Kristalina Georgieva foi vencida como, aliás, seria de esperar. Não seja, porém, esquecida esta sua mensagem: sendo universal, importa dar voz à bondade.
Há dias o diário que mais frequentemente folheio noticiava, em última página, que o Instituto Português do Desporto e da Juventude iria agraciar o «motard» Paulo Gonçalves com o Prémio Ética no Desporto. Li o texto com agrado e fiquei à espera de imagens nos noticiários televisivos. Por distração minha ou esquecimento jornalístico, não as encontrei. Importava, porém, dar voz à bondade.
Paulo Gonçalves, em Janeiro do corrente ano, liderava o Dakar e a vitória parecia certa. Ao quilómetro 15.º da 7.ª etapa, porém, este «motard» de Esposende parou para dar assistência a Mathias Walkner, apontado também como um dos favoritos à vitória, e só retomou a corrida quando chegou a equipa médica, 10 minutos e 53 segundos depois. O acto aí está, reconhecido agora pelo Instituto Português do Desporto e Juventude, mas fiquem também para nossa memória as palavras de Paulo Gonçalves ditas ao jornalista daquele diário: «Não sou um herói, sou um ser humano com respeito pelos outros.
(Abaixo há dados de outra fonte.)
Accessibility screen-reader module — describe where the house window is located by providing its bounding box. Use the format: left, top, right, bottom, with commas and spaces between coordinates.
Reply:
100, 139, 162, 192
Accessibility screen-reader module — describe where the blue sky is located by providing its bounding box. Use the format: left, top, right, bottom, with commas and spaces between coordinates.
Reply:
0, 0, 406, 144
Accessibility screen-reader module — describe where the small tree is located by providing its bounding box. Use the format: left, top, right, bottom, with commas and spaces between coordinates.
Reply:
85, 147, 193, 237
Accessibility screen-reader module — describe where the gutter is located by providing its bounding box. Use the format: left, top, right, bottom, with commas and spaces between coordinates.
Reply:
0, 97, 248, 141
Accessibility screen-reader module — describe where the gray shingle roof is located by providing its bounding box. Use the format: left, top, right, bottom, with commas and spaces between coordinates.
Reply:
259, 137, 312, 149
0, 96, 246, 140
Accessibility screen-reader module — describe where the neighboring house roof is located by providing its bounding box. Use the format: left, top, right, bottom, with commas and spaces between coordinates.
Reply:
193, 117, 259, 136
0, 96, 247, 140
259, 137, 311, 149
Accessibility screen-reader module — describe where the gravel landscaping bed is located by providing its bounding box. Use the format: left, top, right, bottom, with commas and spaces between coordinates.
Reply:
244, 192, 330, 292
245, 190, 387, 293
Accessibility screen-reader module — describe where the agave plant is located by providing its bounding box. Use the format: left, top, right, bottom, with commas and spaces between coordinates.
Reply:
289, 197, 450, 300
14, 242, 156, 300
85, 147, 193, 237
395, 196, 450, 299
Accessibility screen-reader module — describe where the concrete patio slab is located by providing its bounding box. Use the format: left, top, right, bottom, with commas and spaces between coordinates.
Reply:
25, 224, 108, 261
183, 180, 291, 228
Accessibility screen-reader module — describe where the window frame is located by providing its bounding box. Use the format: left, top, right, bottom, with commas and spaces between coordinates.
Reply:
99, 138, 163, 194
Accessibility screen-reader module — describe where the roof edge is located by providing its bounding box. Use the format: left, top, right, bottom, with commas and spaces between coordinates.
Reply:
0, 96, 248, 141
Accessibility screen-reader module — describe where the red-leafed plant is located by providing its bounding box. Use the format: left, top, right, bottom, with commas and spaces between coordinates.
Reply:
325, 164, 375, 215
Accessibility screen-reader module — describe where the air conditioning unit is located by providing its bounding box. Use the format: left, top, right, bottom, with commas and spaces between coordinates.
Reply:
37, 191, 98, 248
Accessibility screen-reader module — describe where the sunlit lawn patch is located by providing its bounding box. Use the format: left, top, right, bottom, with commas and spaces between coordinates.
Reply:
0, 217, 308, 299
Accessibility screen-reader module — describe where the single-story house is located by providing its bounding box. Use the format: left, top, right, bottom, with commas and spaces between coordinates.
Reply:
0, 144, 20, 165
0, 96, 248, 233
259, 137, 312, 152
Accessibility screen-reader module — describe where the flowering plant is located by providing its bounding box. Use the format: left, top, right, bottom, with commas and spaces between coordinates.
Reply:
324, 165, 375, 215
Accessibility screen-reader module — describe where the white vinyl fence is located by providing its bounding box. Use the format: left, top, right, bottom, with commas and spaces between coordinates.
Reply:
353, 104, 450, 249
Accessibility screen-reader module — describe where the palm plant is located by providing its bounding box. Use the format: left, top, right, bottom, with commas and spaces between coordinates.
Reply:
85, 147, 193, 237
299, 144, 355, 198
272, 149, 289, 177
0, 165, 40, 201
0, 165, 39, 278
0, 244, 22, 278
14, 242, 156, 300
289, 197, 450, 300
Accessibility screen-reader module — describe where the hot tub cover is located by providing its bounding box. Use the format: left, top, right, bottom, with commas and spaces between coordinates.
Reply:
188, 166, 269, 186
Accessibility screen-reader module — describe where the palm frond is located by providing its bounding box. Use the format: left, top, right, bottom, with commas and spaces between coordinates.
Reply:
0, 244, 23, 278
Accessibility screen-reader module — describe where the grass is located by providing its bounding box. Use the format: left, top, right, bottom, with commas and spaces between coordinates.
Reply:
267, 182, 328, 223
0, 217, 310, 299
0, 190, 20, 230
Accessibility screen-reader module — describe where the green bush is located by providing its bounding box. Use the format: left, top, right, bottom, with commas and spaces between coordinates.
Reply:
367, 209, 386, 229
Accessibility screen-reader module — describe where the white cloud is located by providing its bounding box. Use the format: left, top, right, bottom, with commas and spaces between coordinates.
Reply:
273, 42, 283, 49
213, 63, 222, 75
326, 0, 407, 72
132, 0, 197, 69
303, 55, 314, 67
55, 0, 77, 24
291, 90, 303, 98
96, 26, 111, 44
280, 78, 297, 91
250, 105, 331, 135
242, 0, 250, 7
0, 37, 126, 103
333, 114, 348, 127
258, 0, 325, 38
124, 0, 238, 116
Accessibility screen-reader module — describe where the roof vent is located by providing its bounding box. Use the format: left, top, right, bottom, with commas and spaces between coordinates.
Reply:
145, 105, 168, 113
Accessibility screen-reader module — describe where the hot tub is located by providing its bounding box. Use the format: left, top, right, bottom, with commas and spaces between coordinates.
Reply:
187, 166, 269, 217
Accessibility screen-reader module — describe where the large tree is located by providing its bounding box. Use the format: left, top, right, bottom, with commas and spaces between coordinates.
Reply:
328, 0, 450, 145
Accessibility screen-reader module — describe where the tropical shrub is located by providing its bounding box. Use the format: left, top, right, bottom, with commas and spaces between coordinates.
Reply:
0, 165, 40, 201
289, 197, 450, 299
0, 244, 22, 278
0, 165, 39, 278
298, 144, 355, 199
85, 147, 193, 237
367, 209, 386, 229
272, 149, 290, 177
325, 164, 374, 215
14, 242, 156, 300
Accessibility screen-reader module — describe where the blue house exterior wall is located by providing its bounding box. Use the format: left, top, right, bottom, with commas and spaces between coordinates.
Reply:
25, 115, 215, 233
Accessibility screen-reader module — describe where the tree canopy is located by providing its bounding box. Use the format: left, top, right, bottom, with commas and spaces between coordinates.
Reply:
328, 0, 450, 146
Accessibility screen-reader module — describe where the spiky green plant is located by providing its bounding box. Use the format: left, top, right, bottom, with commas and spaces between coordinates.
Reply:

A nossa vida vale mais do que qualquer vitória, sem ela não vencemos.» Lição de vida para a vida, do desporto e da política, lição para cada um, lição para todos.
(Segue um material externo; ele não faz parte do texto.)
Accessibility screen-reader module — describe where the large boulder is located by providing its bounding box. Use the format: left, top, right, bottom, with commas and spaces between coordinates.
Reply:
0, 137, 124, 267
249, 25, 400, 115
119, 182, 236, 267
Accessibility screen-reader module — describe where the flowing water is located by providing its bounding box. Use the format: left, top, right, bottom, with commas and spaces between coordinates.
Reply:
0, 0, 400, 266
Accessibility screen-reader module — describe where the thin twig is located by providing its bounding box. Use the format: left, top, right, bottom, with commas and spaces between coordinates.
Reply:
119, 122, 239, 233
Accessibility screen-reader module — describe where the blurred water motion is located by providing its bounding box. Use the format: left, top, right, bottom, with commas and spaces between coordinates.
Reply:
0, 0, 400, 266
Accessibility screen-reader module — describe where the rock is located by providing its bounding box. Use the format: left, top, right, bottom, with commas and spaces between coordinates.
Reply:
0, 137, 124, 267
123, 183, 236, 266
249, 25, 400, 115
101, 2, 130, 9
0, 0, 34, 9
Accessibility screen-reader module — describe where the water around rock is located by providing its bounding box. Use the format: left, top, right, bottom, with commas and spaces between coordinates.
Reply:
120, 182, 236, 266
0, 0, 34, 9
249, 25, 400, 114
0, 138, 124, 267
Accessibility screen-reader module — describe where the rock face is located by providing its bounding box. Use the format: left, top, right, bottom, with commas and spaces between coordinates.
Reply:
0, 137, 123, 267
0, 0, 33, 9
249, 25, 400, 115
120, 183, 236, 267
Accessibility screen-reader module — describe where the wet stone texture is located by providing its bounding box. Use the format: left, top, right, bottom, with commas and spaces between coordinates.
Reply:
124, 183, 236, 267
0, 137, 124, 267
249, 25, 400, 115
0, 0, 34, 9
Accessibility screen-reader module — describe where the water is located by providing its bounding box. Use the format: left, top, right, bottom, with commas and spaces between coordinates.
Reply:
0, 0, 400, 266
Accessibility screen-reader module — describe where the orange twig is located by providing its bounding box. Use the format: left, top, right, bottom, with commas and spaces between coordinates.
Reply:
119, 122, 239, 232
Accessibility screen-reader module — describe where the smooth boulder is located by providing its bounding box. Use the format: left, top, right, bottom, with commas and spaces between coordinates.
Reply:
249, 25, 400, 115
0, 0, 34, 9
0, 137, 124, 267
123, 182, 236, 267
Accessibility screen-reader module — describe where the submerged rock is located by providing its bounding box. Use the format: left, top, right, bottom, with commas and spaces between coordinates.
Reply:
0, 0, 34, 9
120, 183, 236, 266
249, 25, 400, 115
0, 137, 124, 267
Há flores por abrir nos jardins do nosso esquecimento. Importa dar voz à bondade. Se ela fosse uma espécie de categoria geratriz do espaço mediático, seria outra a nossa imagem do mundo, seria outro o nosso mundo. Porque «O bem tende sempre a comunicar-se. Toda a experiência autêntica de verdade e de beleza procura, por si mesma, a sua expansão; e qualquer pessoa que viva uma libertação profunda adquire maior sensibilidade face às necessidades dos outros. E, uma vez comunicado, o bem radica-se e desenvolve-se. Por isso, quem deseja viver com dignidade e em plenitude não tem outro caminho senão reconhecer o outro e buscar o seu bem.»
São palavras do Papa Francisco, na Evangeli Gaudium (N.º 9), inspirado, certamente, em filósofos clássicos como Plotino e Santo Agostinho mas também, sem dúvida, alicerçado na experiência da própria vida. «O Bem tende sempre a comunicar-se». Assim haja olhos para o verem, lábios para lhe darem voz e ouvidos para o escutarem.